Protocol reference

Protocol flow overview

  • WS Handshake: the client initiate the connection, passing its authentication token (JWT) in the Authorization HTTP Header.
  • The server verifies the token and grants access if the token is valid or refuses.

Once the client is granted access, it can run several successive sessions without disconnecting and reconnecting — quota management is left out of this blueprint as it is a wider concern that just this service.

A session is a context to which attributes (called "session" attributes) can be attached and a unit of work that scopes "global" or defaults recognition parameters the client may set and in which recognition requests are issued. In general, we recommend that a session matches a human-bot interview or "conversation" (e.g. a phone call): the session is started at the beginning of the phone call and stopped at hang up.

Contrary to the conversation based API, only one speaker audio is streaming during a session and the ASR doesn't run continuously. The ASR+NLU is started by a recognition request when the client needs it, and it stops when the expected information is found or when some timer expires. The client describes the information it expects by one or more grammars. A grammar is a kind of preset identified by an URI that will setup both our ASR and NLU engines for the task. Some of those presets can be further customized by the client by passing parameters to them in a "query" string.

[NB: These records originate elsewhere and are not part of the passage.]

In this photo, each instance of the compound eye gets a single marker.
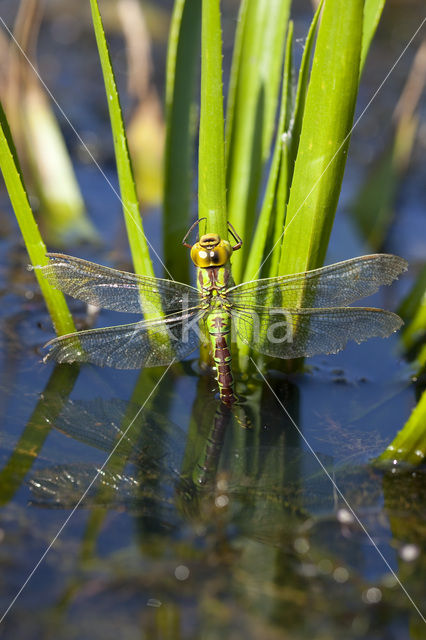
(218, 256)
(200, 257)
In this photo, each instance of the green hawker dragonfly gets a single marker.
(286, 317)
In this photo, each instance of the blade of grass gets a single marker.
(37, 132)
(409, 445)
(265, 221)
(291, 140)
(251, 113)
(322, 153)
(55, 301)
(138, 244)
(211, 159)
(263, 225)
(182, 62)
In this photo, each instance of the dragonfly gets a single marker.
(291, 316)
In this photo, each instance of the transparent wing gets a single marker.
(116, 290)
(283, 333)
(336, 285)
(131, 346)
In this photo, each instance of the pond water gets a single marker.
(133, 507)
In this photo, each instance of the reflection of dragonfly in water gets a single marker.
(286, 316)
(145, 465)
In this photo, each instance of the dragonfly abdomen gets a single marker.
(219, 327)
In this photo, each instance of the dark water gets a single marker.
(164, 518)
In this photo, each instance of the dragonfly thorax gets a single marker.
(211, 251)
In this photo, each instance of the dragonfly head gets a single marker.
(211, 251)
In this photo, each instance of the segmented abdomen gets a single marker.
(219, 327)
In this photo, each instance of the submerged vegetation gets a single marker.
(235, 505)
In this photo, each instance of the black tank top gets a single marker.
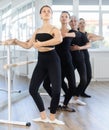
(44, 37)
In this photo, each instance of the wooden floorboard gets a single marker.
(93, 116)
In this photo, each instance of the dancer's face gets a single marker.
(64, 18)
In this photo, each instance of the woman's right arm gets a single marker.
(28, 44)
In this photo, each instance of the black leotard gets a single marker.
(43, 37)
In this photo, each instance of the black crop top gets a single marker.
(43, 37)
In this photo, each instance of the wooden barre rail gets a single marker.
(6, 66)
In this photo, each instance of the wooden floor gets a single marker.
(93, 116)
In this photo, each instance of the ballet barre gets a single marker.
(4, 90)
(8, 68)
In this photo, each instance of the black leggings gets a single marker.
(88, 69)
(67, 70)
(78, 60)
(48, 64)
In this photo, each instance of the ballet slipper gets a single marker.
(56, 121)
(40, 120)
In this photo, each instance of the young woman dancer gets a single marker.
(79, 44)
(63, 51)
(44, 39)
(91, 36)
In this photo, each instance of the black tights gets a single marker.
(48, 64)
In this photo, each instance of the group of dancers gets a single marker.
(60, 52)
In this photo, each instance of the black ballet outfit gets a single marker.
(67, 69)
(80, 59)
(48, 64)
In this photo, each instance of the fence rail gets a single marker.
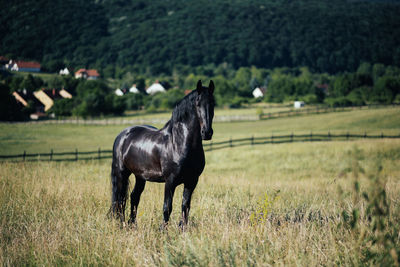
(319, 110)
(218, 118)
(209, 146)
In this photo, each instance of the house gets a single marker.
(47, 97)
(3, 60)
(134, 89)
(26, 66)
(64, 71)
(87, 74)
(65, 94)
(24, 98)
(259, 92)
(298, 104)
(119, 92)
(155, 88)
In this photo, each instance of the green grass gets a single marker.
(55, 213)
(40, 138)
(271, 204)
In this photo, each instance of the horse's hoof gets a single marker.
(164, 227)
(182, 225)
(132, 223)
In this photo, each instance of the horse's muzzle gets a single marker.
(207, 135)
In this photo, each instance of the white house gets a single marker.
(119, 92)
(299, 104)
(155, 88)
(64, 71)
(134, 89)
(258, 92)
(27, 66)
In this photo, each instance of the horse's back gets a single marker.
(136, 149)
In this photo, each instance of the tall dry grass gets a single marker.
(254, 206)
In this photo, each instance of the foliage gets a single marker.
(163, 101)
(9, 108)
(264, 205)
(63, 107)
(155, 37)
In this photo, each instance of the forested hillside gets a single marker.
(326, 36)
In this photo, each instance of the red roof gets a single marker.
(93, 73)
(28, 64)
(90, 73)
(80, 71)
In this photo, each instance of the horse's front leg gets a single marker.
(135, 198)
(186, 199)
(168, 197)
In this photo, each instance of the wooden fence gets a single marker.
(218, 118)
(318, 110)
(209, 146)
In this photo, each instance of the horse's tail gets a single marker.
(119, 186)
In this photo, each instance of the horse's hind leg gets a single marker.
(120, 182)
(135, 198)
(186, 199)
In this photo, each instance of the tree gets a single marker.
(9, 108)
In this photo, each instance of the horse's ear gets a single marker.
(211, 86)
(199, 85)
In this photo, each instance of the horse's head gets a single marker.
(205, 109)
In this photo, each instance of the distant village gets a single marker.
(44, 99)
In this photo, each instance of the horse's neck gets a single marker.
(185, 135)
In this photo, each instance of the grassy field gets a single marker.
(288, 204)
(40, 138)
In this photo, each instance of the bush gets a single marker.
(63, 107)
(164, 101)
(134, 101)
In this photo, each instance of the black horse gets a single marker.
(173, 155)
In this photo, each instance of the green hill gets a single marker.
(326, 36)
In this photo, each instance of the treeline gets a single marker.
(369, 84)
(155, 36)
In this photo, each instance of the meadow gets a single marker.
(307, 204)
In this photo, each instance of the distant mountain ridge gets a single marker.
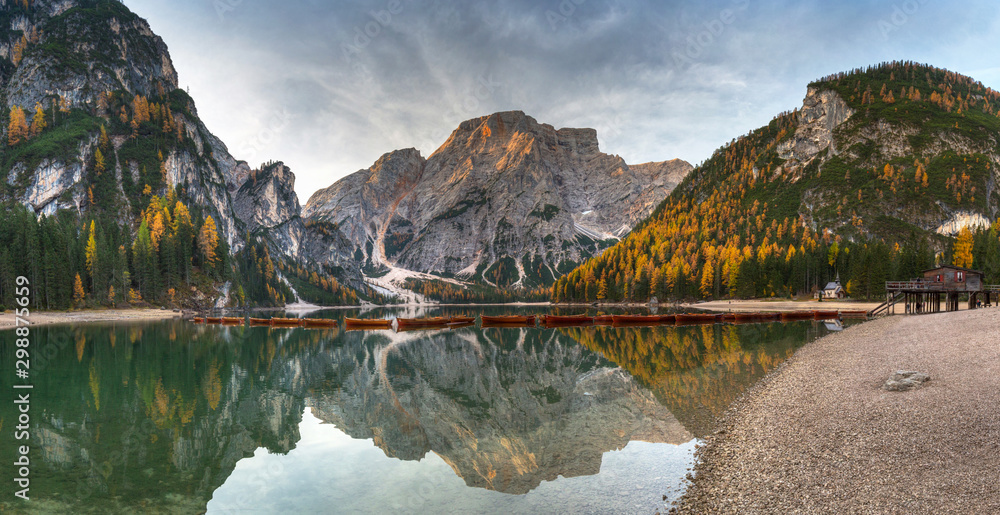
(505, 199)
(872, 178)
(94, 125)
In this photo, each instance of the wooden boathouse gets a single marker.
(945, 283)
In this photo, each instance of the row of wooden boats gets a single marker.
(415, 324)
(273, 322)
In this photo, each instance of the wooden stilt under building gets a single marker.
(947, 283)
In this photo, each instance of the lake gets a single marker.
(178, 417)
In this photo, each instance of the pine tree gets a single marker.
(99, 164)
(19, 48)
(104, 142)
(184, 237)
(78, 293)
(91, 253)
(208, 242)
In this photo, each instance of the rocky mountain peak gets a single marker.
(79, 50)
(505, 198)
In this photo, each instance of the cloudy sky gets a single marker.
(329, 86)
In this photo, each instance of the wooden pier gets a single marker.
(945, 284)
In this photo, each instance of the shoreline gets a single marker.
(7, 319)
(820, 435)
(782, 305)
(38, 318)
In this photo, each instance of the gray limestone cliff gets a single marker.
(505, 199)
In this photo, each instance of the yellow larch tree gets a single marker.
(17, 129)
(962, 251)
(208, 241)
(38, 122)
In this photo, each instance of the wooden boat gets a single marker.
(568, 319)
(319, 322)
(422, 322)
(636, 319)
(367, 324)
(695, 318)
(411, 328)
(796, 315)
(508, 319)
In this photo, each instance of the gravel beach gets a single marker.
(7, 320)
(820, 435)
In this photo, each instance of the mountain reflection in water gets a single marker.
(156, 416)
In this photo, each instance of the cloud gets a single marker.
(328, 87)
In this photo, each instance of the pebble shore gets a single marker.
(820, 435)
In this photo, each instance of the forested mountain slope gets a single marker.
(873, 179)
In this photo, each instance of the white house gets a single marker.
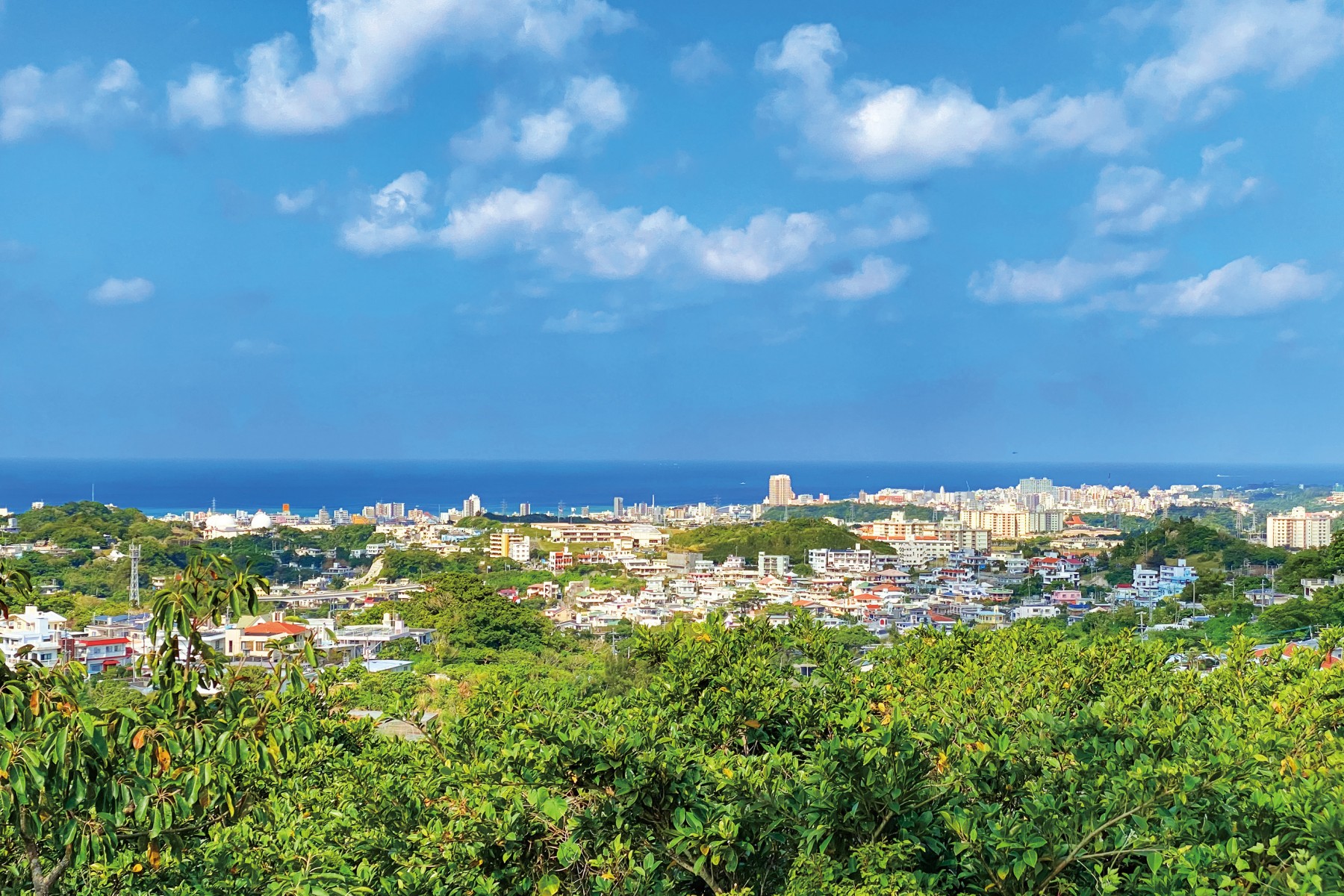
(37, 629)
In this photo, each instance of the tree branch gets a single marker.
(1097, 832)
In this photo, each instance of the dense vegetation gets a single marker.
(792, 538)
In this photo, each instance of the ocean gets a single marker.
(161, 487)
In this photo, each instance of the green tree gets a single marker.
(81, 781)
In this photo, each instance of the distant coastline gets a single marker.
(161, 487)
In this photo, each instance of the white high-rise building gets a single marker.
(1297, 529)
(781, 491)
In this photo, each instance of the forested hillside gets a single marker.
(1011, 762)
(1203, 546)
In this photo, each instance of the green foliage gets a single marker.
(1014, 762)
(848, 511)
(87, 524)
(87, 783)
(792, 538)
(1316, 563)
(1172, 539)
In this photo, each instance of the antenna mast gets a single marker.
(134, 575)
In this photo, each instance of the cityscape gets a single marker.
(918, 558)
(582, 448)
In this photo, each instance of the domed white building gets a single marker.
(221, 526)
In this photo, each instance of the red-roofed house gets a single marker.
(941, 622)
(252, 641)
(99, 655)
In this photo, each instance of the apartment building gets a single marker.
(38, 629)
(1298, 529)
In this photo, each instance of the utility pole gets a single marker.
(134, 575)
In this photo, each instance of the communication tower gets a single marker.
(134, 575)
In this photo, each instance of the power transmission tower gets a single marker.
(134, 575)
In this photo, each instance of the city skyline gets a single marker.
(426, 230)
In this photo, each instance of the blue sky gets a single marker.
(573, 228)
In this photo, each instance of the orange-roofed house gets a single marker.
(253, 640)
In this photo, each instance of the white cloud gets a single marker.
(366, 50)
(593, 107)
(1058, 280)
(1139, 200)
(121, 292)
(579, 321)
(569, 228)
(69, 99)
(699, 63)
(875, 276)
(1239, 287)
(883, 220)
(1219, 40)
(1097, 121)
(206, 100)
(11, 250)
(393, 220)
(292, 205)
(889, 131)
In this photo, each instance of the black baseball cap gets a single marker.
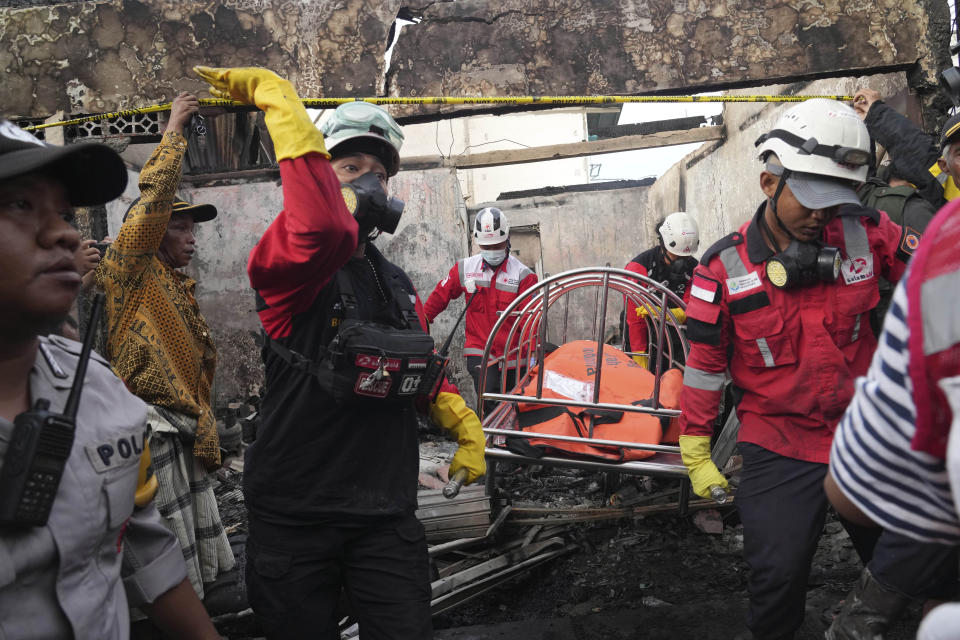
(950, 131)
(91, 173)
(199, 212)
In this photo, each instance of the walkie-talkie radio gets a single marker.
(40, 446)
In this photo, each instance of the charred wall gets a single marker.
(89, 57)
(591, 47)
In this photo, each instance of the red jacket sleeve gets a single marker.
(636, 326)
(446, 290)
(893, 247)
(306, 243)
(708, 328)
(445, 385)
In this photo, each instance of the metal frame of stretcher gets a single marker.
(526, 322)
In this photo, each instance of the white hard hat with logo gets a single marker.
(490, 227)
(369, 127)
(680, 233)
(823, 148)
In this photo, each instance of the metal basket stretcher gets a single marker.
(527, 325)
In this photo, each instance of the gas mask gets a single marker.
(803, 263)
(494, 257)
(368, 203)
(678, 271)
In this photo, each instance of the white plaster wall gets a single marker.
(480, 134)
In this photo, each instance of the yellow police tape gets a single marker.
(324, 103)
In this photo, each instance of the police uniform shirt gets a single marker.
(76, 576)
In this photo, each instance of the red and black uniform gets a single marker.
(652, 264)
(497, 287)
(794, 355)
(330, 488)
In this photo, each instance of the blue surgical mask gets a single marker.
(494, 257)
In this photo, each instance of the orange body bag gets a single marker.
(569, 375)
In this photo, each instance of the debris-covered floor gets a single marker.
(652, 575)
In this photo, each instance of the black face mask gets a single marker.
(368, 203)
(803, 263)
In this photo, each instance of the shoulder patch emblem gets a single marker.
(743, 283)
(857, 269)
(704, 288)
(910, 241)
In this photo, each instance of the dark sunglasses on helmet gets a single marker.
(811, 146)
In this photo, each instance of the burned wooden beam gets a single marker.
(559, 151)
(596, 47)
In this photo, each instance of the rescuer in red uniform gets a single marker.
(495, 279)
(672, 263)
(331, 482)
(784, 305)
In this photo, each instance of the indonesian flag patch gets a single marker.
(705, 289)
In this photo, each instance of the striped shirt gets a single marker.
(903, 490)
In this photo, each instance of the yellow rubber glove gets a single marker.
(146, 480)
(451, 412)
(287, 121)
(695, 451)
(677, 312)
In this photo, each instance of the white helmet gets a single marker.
(680, 233)
(491, 227)
(820, 136)
(368, 128)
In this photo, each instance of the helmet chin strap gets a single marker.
(773, 207)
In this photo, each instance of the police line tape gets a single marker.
(325, 103)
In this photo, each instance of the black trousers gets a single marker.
(783, 507)
(492, 383)
(296, 575)
(915, 569)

The client can issue several recognition requests during a session, but at any given time, at most one request may be active. You cannot have concurrent recognition requests running in parallel. If you want to try several possible interpretations at the same time, you would use one request with several grammars; see recognition request below.

  • The client opens a new session, specifying session attributes that will then appear on invoices. Session attributes are useful for the client's accounting purposes.
  • Once a session is opened, the client can start streaming audio. No transcription will occur yet (and hence, no fees!).
  • While streaming, the client can send different commands (in the same connection) to the server:
    • SET-PARAMS — set default recognition parameters that will be valid for the rest of the session or until another SET-PARAMS command replaces them;
    • DEFINE-GRAMMAR — define a convenient alias for a grammar, valid for the rest of the session (there is no point in redefining an existing alias);
    • RECOGNIZE — start the ASR and interpretation process; the command can temporarily override any parameter previously set with SET-PARAMS; the recognition parameters (including the chosen grammars) define precisely how and when the recognition stops;
    • START-INPUT-TIMERS — among the termination conditions are timeouts; if the RECOGNIZE didn't start the timers already, the client can start them later with this command;
    • STOP — stop the ongoing RECOGNIZE process before it is due to terminate;
    • GET-PARAMS — get the current session parameter values.
  • The client can also close the session. It must stop streaming then.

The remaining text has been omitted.